Non possiamo concludere questa rassegna senza parlare, nello specifico, della situazione giovanile. Secondo il Censis «la distanza esistenziale dei giovani di oggi dalle generazioni che li hanno preceduti sembra abissale». I giovani innanzitutto sono pochi (negli ultimi vent’anni sono calati di quasi 3 milioni) e hanno un peso demografico sempre minore. Si sono infranti i miti della crescita economica e dei consumi e il 57,3% degli italiani pensa che i giovani siano la generazione più penalizzata. Di fronte a tutto questo, pare che l’unica soluzione sia la fuga: gli italiani residenti all’estero negli ultimi dieci anni sono aumentati del 36,7% (quasi 1,6 milioni in più) e il 45,7% dei giovani che partono sono laureati.

Una risposta nella fraternità?

Insomma, un’Italia di sonnambuli, sempre più vecchia e priva di speranze, che ha come risposte il ripiegamento nel presente e la fuga. O, più in generale, l’individualismo. Ed è proprio da qui che credo debba partire una seria proposta culturale e politica del mondo cattolico.

Non è serio né utile fare i nostalgici di stagioni che non esistono più, e sarebbe ugualmente sbagliato cercare risposte settoriali a una crisi che appare più generale. Penso sia necessario fare i conti con una nuova interpretazione e che si debba inevitabilmente fare i conti con la categoria della fraternità.

Ne ha scritto papa Francesco nella sua enciclica Fratelli tutti, ne ha parlato padre Francesco Occhetta nella sua relazione presso la due giorni dell’associazione «I popolari», a Modena, lo scorso 2 dicembre. Fra i tre valori promossi dalla Rivoluzione francese la fraternità è sicuramente quello meno applicato, ma senza di esso libertà e uguaglianza finiscono per deragliare. Quella di Francesco è una «Chiesa del samaritano e chi agisce nel contesto pubblico – ha spiegato padre Occhetta –, se vuole essere armonico ad essa, non può fingere di non sentire il richiamo degli uomini derubati e picchiati dai briganti, che si trovano ai bordi della strada».

Se non accettiamo quella alterità, «il prossimo finisce o per farci paura o per essere ignorato». È la morte del prossimo ma è anche la morte della politica perché, senza attenzione al prossimo e al suo bisogno, la politica perde il suo significato.

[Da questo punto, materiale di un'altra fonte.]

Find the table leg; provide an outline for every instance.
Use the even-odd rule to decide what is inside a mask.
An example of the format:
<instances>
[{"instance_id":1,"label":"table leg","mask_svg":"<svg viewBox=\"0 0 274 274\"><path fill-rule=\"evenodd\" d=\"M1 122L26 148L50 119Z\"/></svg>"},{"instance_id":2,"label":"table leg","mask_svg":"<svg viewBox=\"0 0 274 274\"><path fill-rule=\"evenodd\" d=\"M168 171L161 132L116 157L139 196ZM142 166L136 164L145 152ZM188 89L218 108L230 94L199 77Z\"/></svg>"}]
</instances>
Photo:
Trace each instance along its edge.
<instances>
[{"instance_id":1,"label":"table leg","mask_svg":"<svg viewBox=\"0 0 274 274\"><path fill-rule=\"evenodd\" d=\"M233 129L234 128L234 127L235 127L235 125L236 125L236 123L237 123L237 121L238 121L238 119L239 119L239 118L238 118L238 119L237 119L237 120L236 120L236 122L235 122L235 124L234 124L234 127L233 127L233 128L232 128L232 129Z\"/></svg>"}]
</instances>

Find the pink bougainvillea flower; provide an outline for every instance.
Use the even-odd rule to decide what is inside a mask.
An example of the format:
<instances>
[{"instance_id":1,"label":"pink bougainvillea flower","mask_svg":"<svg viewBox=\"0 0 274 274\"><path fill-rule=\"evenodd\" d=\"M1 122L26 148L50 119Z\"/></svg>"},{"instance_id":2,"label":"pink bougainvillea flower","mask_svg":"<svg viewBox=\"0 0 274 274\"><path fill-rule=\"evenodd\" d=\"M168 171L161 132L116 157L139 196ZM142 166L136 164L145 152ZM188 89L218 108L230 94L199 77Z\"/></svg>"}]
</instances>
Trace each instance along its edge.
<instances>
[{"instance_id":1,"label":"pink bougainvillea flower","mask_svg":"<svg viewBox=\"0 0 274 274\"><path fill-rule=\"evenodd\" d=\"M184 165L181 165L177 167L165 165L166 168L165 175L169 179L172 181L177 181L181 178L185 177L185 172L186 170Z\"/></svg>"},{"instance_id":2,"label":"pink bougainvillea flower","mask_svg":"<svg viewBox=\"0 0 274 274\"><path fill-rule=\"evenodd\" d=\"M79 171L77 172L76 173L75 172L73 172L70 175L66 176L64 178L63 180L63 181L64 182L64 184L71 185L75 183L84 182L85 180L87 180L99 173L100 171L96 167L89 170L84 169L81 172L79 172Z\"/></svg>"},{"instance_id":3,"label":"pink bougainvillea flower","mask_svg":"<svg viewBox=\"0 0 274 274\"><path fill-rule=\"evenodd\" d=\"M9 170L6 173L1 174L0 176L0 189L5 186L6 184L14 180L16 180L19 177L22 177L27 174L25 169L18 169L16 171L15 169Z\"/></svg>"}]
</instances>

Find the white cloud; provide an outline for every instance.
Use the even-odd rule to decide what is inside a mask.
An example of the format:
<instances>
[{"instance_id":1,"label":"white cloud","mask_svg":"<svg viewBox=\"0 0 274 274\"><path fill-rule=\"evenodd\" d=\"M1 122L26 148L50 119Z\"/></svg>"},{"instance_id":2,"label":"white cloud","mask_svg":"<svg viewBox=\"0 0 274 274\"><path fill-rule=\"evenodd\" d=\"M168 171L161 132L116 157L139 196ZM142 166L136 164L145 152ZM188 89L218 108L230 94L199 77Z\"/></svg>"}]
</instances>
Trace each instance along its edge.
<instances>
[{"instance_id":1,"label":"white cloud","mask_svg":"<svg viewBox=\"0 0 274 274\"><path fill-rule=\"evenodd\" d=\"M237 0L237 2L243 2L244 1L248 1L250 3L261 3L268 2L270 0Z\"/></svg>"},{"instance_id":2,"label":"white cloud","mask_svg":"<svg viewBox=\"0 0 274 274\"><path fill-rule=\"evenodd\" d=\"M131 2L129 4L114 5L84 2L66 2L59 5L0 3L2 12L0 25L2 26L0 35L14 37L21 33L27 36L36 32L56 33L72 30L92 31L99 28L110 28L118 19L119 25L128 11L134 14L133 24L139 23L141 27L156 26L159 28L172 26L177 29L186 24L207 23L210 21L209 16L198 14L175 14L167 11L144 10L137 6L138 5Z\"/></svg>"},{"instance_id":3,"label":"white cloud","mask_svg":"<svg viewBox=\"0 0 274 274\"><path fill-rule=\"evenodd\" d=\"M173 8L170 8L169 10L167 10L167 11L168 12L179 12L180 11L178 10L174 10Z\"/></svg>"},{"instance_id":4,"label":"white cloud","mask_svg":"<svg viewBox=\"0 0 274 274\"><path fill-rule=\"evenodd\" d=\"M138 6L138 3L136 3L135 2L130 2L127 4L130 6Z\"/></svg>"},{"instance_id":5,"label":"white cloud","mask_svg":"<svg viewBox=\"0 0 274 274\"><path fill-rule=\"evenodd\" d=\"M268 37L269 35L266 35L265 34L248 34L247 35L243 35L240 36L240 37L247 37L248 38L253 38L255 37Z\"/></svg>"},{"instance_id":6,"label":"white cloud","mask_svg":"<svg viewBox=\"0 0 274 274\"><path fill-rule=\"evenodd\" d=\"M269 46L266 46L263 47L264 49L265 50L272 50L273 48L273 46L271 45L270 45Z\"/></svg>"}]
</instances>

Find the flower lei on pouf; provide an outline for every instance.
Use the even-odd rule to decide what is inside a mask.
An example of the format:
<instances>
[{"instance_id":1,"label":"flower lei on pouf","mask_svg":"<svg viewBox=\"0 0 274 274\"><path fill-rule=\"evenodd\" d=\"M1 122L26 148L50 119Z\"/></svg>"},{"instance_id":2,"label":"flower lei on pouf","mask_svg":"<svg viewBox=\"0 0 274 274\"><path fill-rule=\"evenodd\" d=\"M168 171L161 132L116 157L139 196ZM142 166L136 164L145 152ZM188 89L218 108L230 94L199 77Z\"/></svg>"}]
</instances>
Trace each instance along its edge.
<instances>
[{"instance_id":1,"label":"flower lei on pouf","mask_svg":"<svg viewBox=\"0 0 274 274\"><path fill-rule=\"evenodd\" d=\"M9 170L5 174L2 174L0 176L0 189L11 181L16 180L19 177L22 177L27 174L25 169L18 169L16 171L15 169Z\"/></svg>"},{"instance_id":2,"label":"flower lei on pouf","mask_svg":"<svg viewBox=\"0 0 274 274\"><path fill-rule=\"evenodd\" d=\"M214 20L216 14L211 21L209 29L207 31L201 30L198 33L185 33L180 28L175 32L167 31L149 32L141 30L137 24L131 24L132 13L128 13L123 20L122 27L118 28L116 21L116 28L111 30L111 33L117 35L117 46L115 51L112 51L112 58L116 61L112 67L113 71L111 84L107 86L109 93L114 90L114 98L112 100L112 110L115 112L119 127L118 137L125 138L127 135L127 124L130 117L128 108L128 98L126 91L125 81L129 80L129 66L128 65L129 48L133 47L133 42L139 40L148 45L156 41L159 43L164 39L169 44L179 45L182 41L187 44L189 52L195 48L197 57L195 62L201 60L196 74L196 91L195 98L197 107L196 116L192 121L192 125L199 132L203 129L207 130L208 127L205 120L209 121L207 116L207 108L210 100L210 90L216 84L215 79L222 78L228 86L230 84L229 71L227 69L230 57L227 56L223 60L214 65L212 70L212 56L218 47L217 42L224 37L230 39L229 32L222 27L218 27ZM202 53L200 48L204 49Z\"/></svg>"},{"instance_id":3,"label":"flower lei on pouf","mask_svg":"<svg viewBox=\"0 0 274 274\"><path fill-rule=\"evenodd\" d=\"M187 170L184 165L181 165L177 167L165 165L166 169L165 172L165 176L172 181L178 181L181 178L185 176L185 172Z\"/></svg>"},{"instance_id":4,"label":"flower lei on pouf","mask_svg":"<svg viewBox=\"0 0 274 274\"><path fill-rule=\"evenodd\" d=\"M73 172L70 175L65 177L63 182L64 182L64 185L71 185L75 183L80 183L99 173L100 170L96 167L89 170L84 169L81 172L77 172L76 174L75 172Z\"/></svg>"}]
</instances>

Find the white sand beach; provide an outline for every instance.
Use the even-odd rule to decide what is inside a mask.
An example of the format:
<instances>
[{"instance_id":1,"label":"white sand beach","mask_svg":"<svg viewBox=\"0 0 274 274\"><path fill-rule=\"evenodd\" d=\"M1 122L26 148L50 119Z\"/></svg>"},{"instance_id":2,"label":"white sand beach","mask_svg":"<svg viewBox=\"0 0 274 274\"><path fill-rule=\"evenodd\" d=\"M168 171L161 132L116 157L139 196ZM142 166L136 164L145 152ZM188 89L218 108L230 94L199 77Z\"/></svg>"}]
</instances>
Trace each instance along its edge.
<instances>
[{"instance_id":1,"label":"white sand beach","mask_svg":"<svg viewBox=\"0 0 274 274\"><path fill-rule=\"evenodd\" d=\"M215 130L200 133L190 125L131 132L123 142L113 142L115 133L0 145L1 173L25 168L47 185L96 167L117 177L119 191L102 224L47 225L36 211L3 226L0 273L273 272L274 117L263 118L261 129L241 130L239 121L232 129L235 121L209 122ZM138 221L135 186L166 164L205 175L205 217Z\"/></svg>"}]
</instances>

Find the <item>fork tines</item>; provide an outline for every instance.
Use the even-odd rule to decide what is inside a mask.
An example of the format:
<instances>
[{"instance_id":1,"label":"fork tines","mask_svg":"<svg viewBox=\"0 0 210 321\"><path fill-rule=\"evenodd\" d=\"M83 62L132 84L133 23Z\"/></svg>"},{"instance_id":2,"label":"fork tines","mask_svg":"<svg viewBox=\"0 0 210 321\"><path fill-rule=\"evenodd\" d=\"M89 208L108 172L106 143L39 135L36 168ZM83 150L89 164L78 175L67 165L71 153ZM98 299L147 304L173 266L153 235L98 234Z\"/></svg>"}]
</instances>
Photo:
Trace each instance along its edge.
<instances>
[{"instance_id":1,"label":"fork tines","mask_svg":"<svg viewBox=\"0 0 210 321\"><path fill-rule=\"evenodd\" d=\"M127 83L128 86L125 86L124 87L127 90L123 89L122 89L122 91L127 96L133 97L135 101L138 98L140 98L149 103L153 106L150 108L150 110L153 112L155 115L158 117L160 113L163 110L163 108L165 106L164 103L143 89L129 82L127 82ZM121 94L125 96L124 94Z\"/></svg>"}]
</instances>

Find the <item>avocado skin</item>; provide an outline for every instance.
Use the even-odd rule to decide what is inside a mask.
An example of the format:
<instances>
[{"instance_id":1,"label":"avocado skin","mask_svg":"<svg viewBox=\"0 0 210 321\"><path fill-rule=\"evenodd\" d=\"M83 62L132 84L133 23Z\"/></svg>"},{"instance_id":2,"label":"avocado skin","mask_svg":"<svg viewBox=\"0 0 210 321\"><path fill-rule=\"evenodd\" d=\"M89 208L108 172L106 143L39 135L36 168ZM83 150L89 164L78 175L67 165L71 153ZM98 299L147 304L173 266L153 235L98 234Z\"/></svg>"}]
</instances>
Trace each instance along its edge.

Resta solo l’individuo con la sua pancia da riempire e l’io-oggi come unico orizzonte possibile.

Abbiamo bisogno di un orizzonte più largo, costruito sul paradigma della fraternità, nella Chiesa così come nel mondo della politica: «Ho imparato che il problema degli altri è uguale al mio. Sortirne insieme è la politica, sortirne da soli è l’avarizia». E dall’avarizia delusa nasce il sonnambulismo di oggi.